Впрочем, вряд ли, - на улице грустных лиц почти не было видно.
- Ты обратил, тезка, внимание, какое плоское лицо у Манекина стало, когда мы отказались от наград? Как сковорода. Блины жарить можно. Да перестань ты киснуть! - Студенцов толкнул Присыпко в плечо. - Никто из нас не должен киснуть. Плевать нам на эти медали! В другое общество перейдем - другие медали заработаем, еще лучше, чем эти.
- В другое общество переходить - не дело, - серьезно заметил Тарасов.
Присыпко хмыкнул.
- А ты все взаправду принял? А еще руководителем альпинистской группы считаешься! Руководитель, он…
- Ну, понесло, понесло, - безнадежно пробормотал Тарасов, - засверкал парень лапками, попрыгал вперед, правил уличного движения не разбирая. - Спросил совсем неожиданно: - Слушай, а куда ты свое богатство подевал?
- Какое еще богатство?
- Рубины.
- Друзьям на память раздарил.
- Вот интересно, Манекин... Он же тогда много камней наковырял, больше всех...
- И теперь, вполне возможно, на них гешефт, бизнес какой-нибудь собирается сделать? Ювелирную мастерскую откроет, ей-ей. Он же не знает, что камешки эти неполноценные, - Присыпко вдруг обхватил руками Студенцова и Тарасова за плечи, пригнул к себе, дохнул и тому и другому заговорщицки в ухо: - Мужики, идея есть.
- Какая идея?
- Пойти и выпить.
- А рабочий день как же?
- По боку. У меня сегодня лекция в институте, но я сейчас позвоню на кафедру и перенесу ее на другое время. А без тебя, бу... прошу извинить, не бу... а уважаемый руководитель, конструкторское бюро по разработке новых моделей промокаемых галош и пинеток на высоком каблуке не развалится?
- Да нет, наверное.
- Ну ты, парень, слишком низко себя ценишь! А вдруг наша обувная промышленность миллионные убытки из-за этого прогула понесет? Как тогда быть?
- Не тарахти. Я все равно на сегодня отпуск за свой счет взял.
- И молчишь, гад! Изголяться перед собой заставляешь, н-на-чальничек. Как ты, Володя? Такую обличительную речь, что ты произнес, ведь надо обмыть... А?

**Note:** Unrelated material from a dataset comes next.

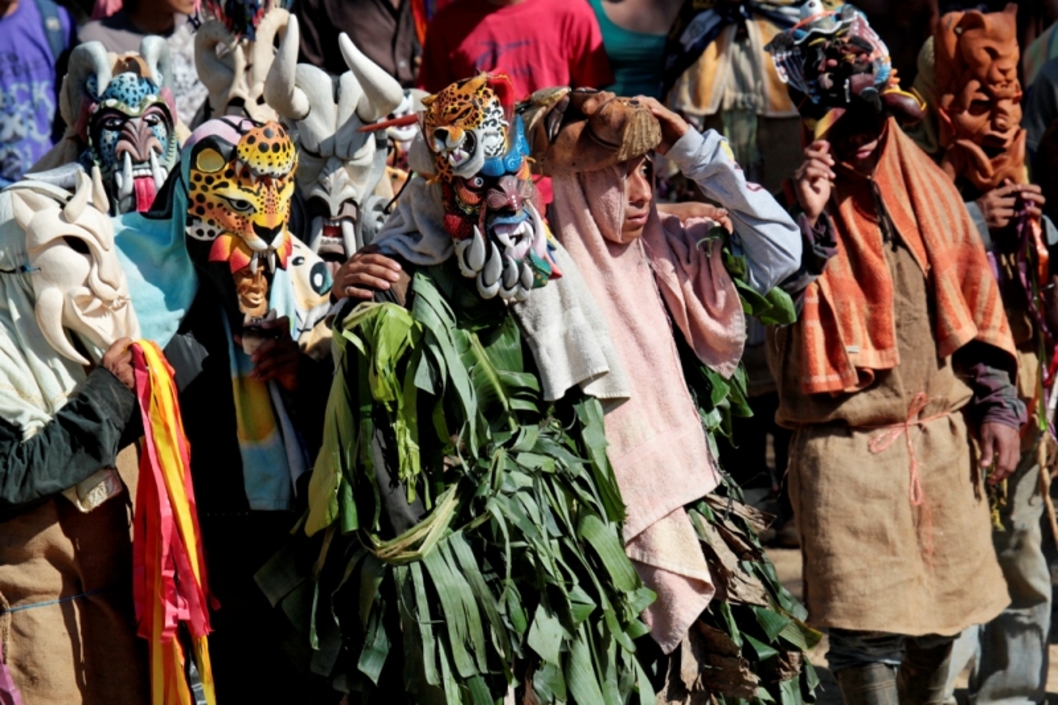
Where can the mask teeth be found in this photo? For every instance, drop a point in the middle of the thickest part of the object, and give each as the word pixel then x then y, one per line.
pixel 157 170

Студенцов молча смежил глаза: естественно, надо обмыть.
- Тогда, "ноу проблем", как говорят богатые люди на Западе. Куда, в какое злачное место пойдем?
Ну, в Москве, где полно кафе и ресторанов, - это не вопрос, и вообще в данном случае роли уже не играло, куда именно дорогим связчикам пойти. В любое место, где есть люди, где слышен говор и смех, где тихо играет музыка - а впрочем, днем в Москве она нигде не играет, - где можно спокойно посидеть, помолчать, перекинуться парою слов (если, конечно, Присыпко тарахтеть не будет, а Студенцов не увлечется какой-нибудь юбкой), подумать, помыслить о том, что было и что будет, вспомнить ребят своих, с которыми ходили в горы, все трудные вершины ледяные "пупыри", что доводилось брать, ледники, перевалочные базы, звериные тропы, трещины и реки, пройти еще раз по всем местам, что прочно осели в душе, в мозгу, в крови, во плоти, помянуть ребят, которые остались лежать там, в горах.
Помянуть и помолчать. Ибо нет ничего более красноречивого и убедительного в таких случаях, чем молчание.